Last week was exceptionally disappointing because the ultimate outcome of the criminal prosecution of George Souliotes for setting fire to his rental property and killing three innocent people revealed that the guilty do, sometimes, escape full justice in spite of the very best efforts of police, prosecutors, witnesses and juries.
The jurors that heard the evidence believed Souliotes was guilty of setting that fire and killing Michelle Jones, 6-year-old Daniel Jr. and 3-year-old Amanda. California state appellate courts upheld the jury's guilty verdicts.
Fast forward 13 years and federal judges (who are appointed for life) reverse the conviction. They did so not because Souliotes is "innocent"; if they had truly determined he was innocent, they would have ordered his release, not his retrial. The conviction was reversed because the defense managed to rewrite history.
The defense team's claims that evidence in the original trial was "false" and that new fire science now proves this was not arson are quite simply false themselves.
The federal court relied on a stipulation by the Attorney General's Office in a habeas proceeding where the AG didn't have the same interest as this office and certainly had no intention to bind us.
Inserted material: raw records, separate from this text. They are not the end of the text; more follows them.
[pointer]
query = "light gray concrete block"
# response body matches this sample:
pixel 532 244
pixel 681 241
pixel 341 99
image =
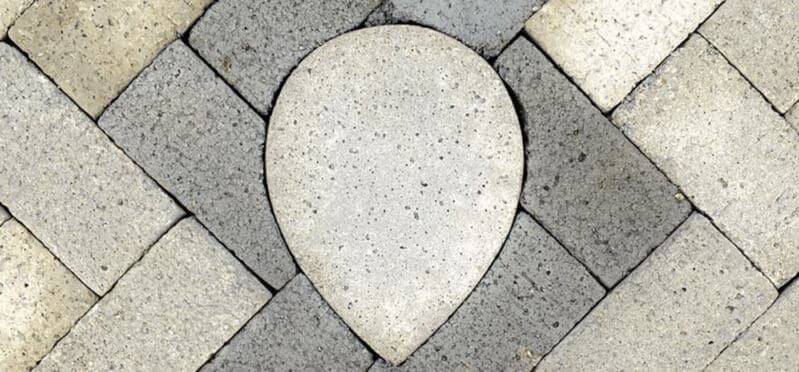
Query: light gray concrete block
pixel 254 44
pixel 532 295
pixel 67 182
pixel 170 312
pixel 723 145
pixel 586 183
pixel 191 133
pixel 296 331
pixel 676 311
However, the retired judge assigned to the retrial restricted our evidence to that overly broad and factually inaccurate stipulation, to the detriment of the truth.
For example, the stipulation stated that pour-burn patterns "are now known not to be indicators of arson using a flammable liquid." This is blatantly false; one of the defendant's own experts has written a book with an entire chapter on liquid accelerant fires and how pour patterns can be a tool to determine a fire is arson.
The only "new science" the defense presented was a single examination of old data by one of their defense experts, never tested at trial or heard by the jury, that supposedly showed that a chemical found on one pair of the defendant's shoes didn't match the chemical used to start the fire. However, the prior jury was told that when the chemical in question is found on shoes, there are other explanations for the source. The fact that it was found in the house where the fire raged and where obvious pour patters were discovered was more important. But the judge excluded that evidence.
In proclaiming the "innocence" of Souliotes, the defense discounts compelling motive evidence and the positive identification of the defendant as the person sneaking behind the victims' house shortly before the fire started. Instead, the lawyers fought to exclude this evidence and prevent a new jury from hearing all the facts.
We, like The Modesto Bee, believe that a jury should have been allowed to hear all the evidence in this case, but the judge's ruling meant that couldn't happen, leaving us no choice but to negotiate a plea to provide at least some measure of justice for the victims. As a result of this plea, Souliotes is now guilty of three counts of involuntary manslaughter.
Fladager is the Stanislaus County district attorney.